AVSplus: tous perdants!

2 septembre 2016 Revue de presse

La majoration de 10% de toutes les rentes AVS réclamée par l’initiative sur laquelle les Suisses votent le 25 septembre n’améliorera pas la situation des rentiers modestes, accuse Marco Taddei, membre de la direction de l’Union patronale suisse, qui appelle à voter non.

Attention, titre trompeur: l’initiative «AVSplus: pour une AVS forte», portée par l’Union syndicale suisse (USS) et soumise à votation le 25 septembre prochain, est un leurre. La majoration linéaire de 10% de toutes les rentes AVS réclamée par les initiants aurait pour conséquence d’affaiblir le premier pilier de notre Etat social. Un pilier bien chancelant depuis quelque temps.

Touchée de plein fouet par l’évolution démographique et le déséquilibre croissant entre actifs et retraités, l’AVS affiche depuis 2014 des chiffres rouges. L’an passé ses comptes présentaient un résultat négatif de 579 millions de francs.

Un trou supplémentaire dans les caisses
Et l’avenir s’annonce encore plus sombre: si rien n’est fait, les oracles de l’Office fédéral des assurances sociales prédisent un déficit avoisinant les 8 milliards de francs à l’horizon 2030. Avec ses dépenses additionnelles de 4,1 milliards de francs par an, l’initiative AVSplus creuserait un trou supplémentaire dans les caisses de l’assurance.

La générosité syndicale a donc un coût.

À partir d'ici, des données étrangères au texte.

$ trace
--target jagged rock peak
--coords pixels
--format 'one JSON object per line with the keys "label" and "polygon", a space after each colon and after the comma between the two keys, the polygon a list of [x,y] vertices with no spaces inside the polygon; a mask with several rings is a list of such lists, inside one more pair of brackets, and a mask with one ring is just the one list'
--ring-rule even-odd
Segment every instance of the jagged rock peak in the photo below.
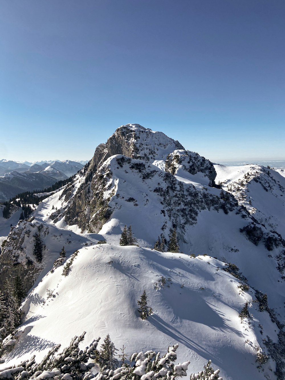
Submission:
{"label": "jagged rock peak", "polygon": [[173,150],[184,149],[179,141],[163,132],[152,131],[139,124],[121,125],[108,139],[106,147],[109,157],[123,154],[133,158],[151,162],[165,160]]}
{"label": "jagged rock peak", "polygon": [[[194,178],[191,178],[189,174],[195,176],[197,173],[203,173],[211,183],[214,182],[217,176],[211,161],[195,152],[189,150],[177,150],[169,154],[165,162],[165,170],[173,175],[189,177],[194,180]],[[202,183],[202,179],[199,180]]]}

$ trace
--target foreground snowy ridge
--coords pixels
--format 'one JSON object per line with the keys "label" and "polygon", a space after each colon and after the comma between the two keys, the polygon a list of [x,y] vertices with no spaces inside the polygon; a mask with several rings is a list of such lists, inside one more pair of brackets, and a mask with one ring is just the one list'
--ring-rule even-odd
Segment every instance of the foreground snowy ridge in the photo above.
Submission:
{"label": "foreground snowy ridge", "polygon": [[[122,126],[34,218],[11,229],[2,283],[20,274],[31,289],[2,366],[35,354],[39,362],[85,331],[87,342],[109,334],[129,354],[178,343],[188,373],[211,359],[224,380],[282,379],[284,188],[275,171],[214,166],[161,132]],[[125,225],[139,246],[119,245]],[[174,229],[184,253],[152,249],[160,237],[167,250]],[[144,290],[153,314],[143,321]]]}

Mais qui paiera la facture? Tout en restant évasifs sur la question, les initiants envisagent un relèvement des cotisations salariales des employeurs et des salariés. Une fois de plus, les entreprises devront passer à la caisse pour financer les lubies syndicales.

Aucune amélioration pour les rentiers modestes
Déjà confrontées aux incertitudes du 9 février et aux aléas liés au franc fort, nombre d’entre elles ne peuvent supporter des charges supplémentaires, qui risquent de mettre en péril de nombreux emplois. Détail piquant, l’USS propose également un relèvement de la TVA, un impôt généralement considéré comme antisocial par les syndicats, car pesant proportionnellement davantage sur les bas revenus que sur les revenus élevés.

Autre effet pervers: les initiants préconisent une augmentation généralisée et uniforme des rentes, mais n’apportent aucune amélioration pour la grande majorité des rentiers modestes, censés être les principaux bénéficiaires de l’initiative. En effet, pour cette catégorie de rentiers, le supplément sur la rente AVS sera neutralisé par la baisse des prestations complémentaires (PC). Certains d’entre eux perdraient même les avantages liés aux PC, tel que le remboursement des frais de maladie et d’invalidité. Au final, seuls les retraités aisés bénéficieraient pleinement d’AVSplus.

La voie à suivre a été tracée par le conseiller fédéral Alain Berset
L’AVS n’est pas un libre-service. Dans le contexte actuel, une hausse massive des rentes AVS serait totalement irresponsable. Avis partagé par les experts de la Commission fédérale AVS/AI, où siègent pourtant des représentants syndicaux. Cette commission a récemment recommandé au Conseil fédéral de maintenir les rentes de l’AVS au niveau actuel en 2017. Ce dernier a sagement suivi la proposition.

Plutôt que d’augmenter les rentes, les syndicats seraient bien inspirés de collaborer à une réforme visant à consolider l’AVS. La voie à suivre a été tracée par le Conseiller fédéral Alain Berset: son projet de réforme «Prévoyance vieillesse 2020», actuellement traitée aux Chambres fédérales, vise précisément à maintenir le niveau des rentes et à assurer le financement du premier et deuxième pilier. Or l’éventuelle adoption d’AVSplus risque d’enterrer l’ambitieuse réforme du ministre socialiste. Après les rejets répétés de la 11e révision de l’AVS, l’échec n’est plus permis.

Fragiliser le financement de notre système de prévoyance, alourdir les charges des entreprises et les actifs, prétériter les consommateurs, sans pour autant améliorer la situation des retraités dans le besoin, tel est l’avenir radieux que nous promet AVSplus. Cette politique de Gribouille doit être rejetée sans réserve le 25 septembre prochain.

L’article de Marco Taddei a été publié dans «le temps».